Dass sie und Werner Faymann sich mit ihrer Forderung nach einer Millionärssteuer gegen die ÖVP durchsetzen, darf aber stark bezweifelt werden. Sollten sie es doch schaffen, wird das Ergebnis eine bis zur Unkenntlichkeit entstellte Vermögensteuer sein, die weder eine spürbare Veränderung der Ungleichheit in Österreich noch substanzielle Einnahmen bringen wird. Was sie aber noch viel weniger sein wird, ist die von der SPÖ-Basis herbeigesehnte und von der SPÖ-Spitze herbeigeredete Trendwende zu einer glaubwürdigen sozialdemokratischen Politik.

Der Glaube, dass dies unter der jetzigen SPÖ-Führung überhaupt möglich ist, sollte so rasch wie möglich begraben werden. Zu sehr hat sich dort eine Kultur des Machterhalts, der dicken Gehälter und Seilschaften breitgemacht. Die innerparteiliche Opposition kann daran nichts ändern.

 

Niemand verantwortlich?

Dass aber selbst der massive öffentliche Druck durch den Griss-Bericht zur Hypo-Causa – eine einzige Aufzählung der Unfähigkeiten der rot-schwarzen Regierung – weder zu personellen noch zu rechtlichen Konsequenzen führt, muss zu denken geben. Niemand fühlt sich verantwortlich, nicht einmal der Kanzler, der für all die Verfehlungen die Letztverantwortung trägt.

Viel mehr als ein Zeichen des Anstandes wäre der Rücktritt von Werner Faymann aber ohnehin nicht. Denn für eine wirkliche strukturelle und inhaltliche Neuausrichtung der Sozialdemokratie müsste die gesamte Führungsriege der SPÖ gehen – und mit ihr auch die zweite Reihe, die nicht mehr als eine Kopie ihrer Zieheltern ist.

 

Rote Linien ziehen

Damit das passieren kann, müssten sich die Mitglieder der SPÖ ihrer Macht und Verantwortung bewusst werden und endlich zu ihrer stärksten Waffe greifen. Sie müssen das tun, was sie von ihrer Parteispitze fordern: Konsequenzen ziehen und aufhören, wenn es nicht mehr geht. Gemeint ist der Parteiaustritt beziehungsweise das Ruhendstellen der Mitgliedschaft.
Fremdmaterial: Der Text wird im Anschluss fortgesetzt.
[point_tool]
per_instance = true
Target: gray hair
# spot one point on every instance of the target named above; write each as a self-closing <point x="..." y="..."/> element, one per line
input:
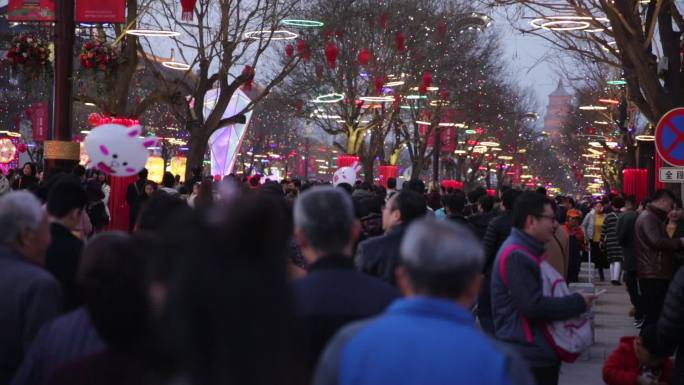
<point x="18" y="210"/>
<point x="441" y="257"/>
<point x="326" y="216"/>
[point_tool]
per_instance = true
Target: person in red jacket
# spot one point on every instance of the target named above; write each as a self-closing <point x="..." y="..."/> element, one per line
<point x="638" y="361"/>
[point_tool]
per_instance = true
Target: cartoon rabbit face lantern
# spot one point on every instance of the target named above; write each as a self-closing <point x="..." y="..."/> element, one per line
<point x="118" y="150"/>
<point x="346" y="175"/>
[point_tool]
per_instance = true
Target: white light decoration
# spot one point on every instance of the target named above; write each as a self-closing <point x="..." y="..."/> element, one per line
<point x="377" y="99"/>
<point x="329" y="98"/>
<point x="271" y="35"/>
<point x="174" y="65"/>
<point x="152" y="33"/>
<point x="568" y="23"/>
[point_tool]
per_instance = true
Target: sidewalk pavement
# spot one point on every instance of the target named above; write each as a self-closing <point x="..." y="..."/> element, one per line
<point x="611" y="322"/>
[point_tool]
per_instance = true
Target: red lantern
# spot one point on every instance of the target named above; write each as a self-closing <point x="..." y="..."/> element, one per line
<point x="188" y="8"/>
<point x="331" y="52"/>
<point x="427" y="79"/>
<point x="400" y="40"/>
<point x="364" y="57"/>
<point x="94" y="119"/>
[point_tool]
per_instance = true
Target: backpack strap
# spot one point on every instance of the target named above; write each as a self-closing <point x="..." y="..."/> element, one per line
<point x="525" y="323"/>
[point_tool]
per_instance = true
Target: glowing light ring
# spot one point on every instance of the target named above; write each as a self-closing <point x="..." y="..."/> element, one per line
<point x="174" y="65"/>
<point x="152" y="33"/>
<point x="303" y="23"/>
<point x="593" y="108"/>
<point x="377" y="99"/>
<point x="329" y="98"/>
<point x="272" y="35"/>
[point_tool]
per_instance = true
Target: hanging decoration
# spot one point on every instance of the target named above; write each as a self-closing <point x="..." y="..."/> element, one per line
<point x="188" y="9"/>
<point x="364" y="57"/>
<point x="98" y="56"/>
<point x="400" y="40"/>
<point x="331" y="53"/>
<point x="118" y="150"/>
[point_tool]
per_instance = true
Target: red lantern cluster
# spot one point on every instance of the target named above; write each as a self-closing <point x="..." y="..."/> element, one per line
<point x="95" y="55"/>
<point x="331" y="53"/>
<point x="28" y="50"/>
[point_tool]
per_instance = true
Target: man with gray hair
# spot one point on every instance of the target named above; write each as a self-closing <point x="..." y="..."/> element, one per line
<point x="29" y="295"/>
<point x="333" y="293"/>
<point x="430" y="337"/>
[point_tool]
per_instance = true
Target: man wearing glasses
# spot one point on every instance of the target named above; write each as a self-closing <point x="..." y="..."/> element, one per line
<point x="518" y="304"/>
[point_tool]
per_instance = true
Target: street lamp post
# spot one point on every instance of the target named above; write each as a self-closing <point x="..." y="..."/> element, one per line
<point x="60" y="151"/>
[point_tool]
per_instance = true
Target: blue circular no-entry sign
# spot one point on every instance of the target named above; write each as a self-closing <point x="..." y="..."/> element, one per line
<point x="669" y="137"/>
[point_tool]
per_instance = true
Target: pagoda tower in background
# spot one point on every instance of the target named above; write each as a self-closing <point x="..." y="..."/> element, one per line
<point x="558" y="109"/>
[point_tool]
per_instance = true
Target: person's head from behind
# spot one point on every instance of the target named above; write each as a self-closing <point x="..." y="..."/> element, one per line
<point x="454" y="203"/>
<point x="663" y="200"/>
<point x="533" y="214"/>
<point x="66" y="201"/>
<point x="29" y="169"/>
<point x="168" y="180"/>
<point x="403" y="207"/>
<point x="159" y="210"/>
<point x="415" y="185"/>
<point x="25" y="225"/>
<point x="112" y="277"/>
<point x="325" y="223"/>
<point x="486" y="204"/>
<point x="440" y="259"/>
<point x="648" y="350"/>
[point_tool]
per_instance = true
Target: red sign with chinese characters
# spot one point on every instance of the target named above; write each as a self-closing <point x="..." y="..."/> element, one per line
<point x="39" y="119"/>
<point x="31" y="10"/>
<point x="100" y="11"/>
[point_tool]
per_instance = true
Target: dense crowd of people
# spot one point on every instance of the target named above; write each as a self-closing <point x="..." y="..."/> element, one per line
<point x="246" y="281"/>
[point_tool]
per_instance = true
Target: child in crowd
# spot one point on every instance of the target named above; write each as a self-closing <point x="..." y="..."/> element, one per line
<point x="638" y="361"/>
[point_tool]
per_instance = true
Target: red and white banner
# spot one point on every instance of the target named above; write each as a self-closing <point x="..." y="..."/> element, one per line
<point x="31" y="10"/>
<point x="100" y="11"/>
<point x="39" y="118"/>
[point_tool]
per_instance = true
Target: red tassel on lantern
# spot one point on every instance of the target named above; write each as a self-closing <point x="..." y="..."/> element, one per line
<point x="188" y="9"/>
<point x="331" y="52"/>
<point x="427" y="79"/>
<point x="364" y="57"/>
<point x="400" y="40"/>
<point x="249" y="72"/>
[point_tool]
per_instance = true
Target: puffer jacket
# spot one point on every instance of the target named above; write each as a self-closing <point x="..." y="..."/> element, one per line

Dafür muss jedes Mitglied und jede SPÖ-nahe Organisation eine eigene rote Linie definieren. Sollte diese überschritten werden, muss die logische letzte Konsequenz gezogen werden. Diese Grenzen offen anzusprechen wäre ein unglaublich starkes Signal, dass es in der SPÖ noch Menschen gibt, die bereit sind, für die Sozialdemokratie zu kämpfen.

Wenn die Ersten ihre Drohung wahr machen, und auch bekanntere Gesichter darunter sind, werden andere es ihnen gleichtun. Die, die es schon lange nicht mehr rechtfertigen können, sich sozialdemokratische Gewerkschafter und Gewerkschafterinnen zu nennen und gleichzeitig die neoliberale Regierungspolitik mitzutragen, die Mitglieder in den Bezirken, die Wahlkampf für die SPÖ machen und die wirkliche Politik vor den Wählern rechtfertigen müssen, oder jene, die schon heimlich FPÖ wählen, weil sie ihre Partei aufrütteln wollen.

Je mehr diesen Schritt wagen, desto schwieriger wird es für die Parteispitze sein, die Sache zu ignorieren und weiterzumachen wie bisher. Das bringt Bewegung und breite Diskussion und damit die Chance, die Sozialdemokratie ins 21. Jahrhundert zu bringen.

Fayad Mulla studierte Internationale Entwicklung an der Universität Wien und ist Vorsitzender der vor zwei Jahren gegründeten Partei Der Wandel.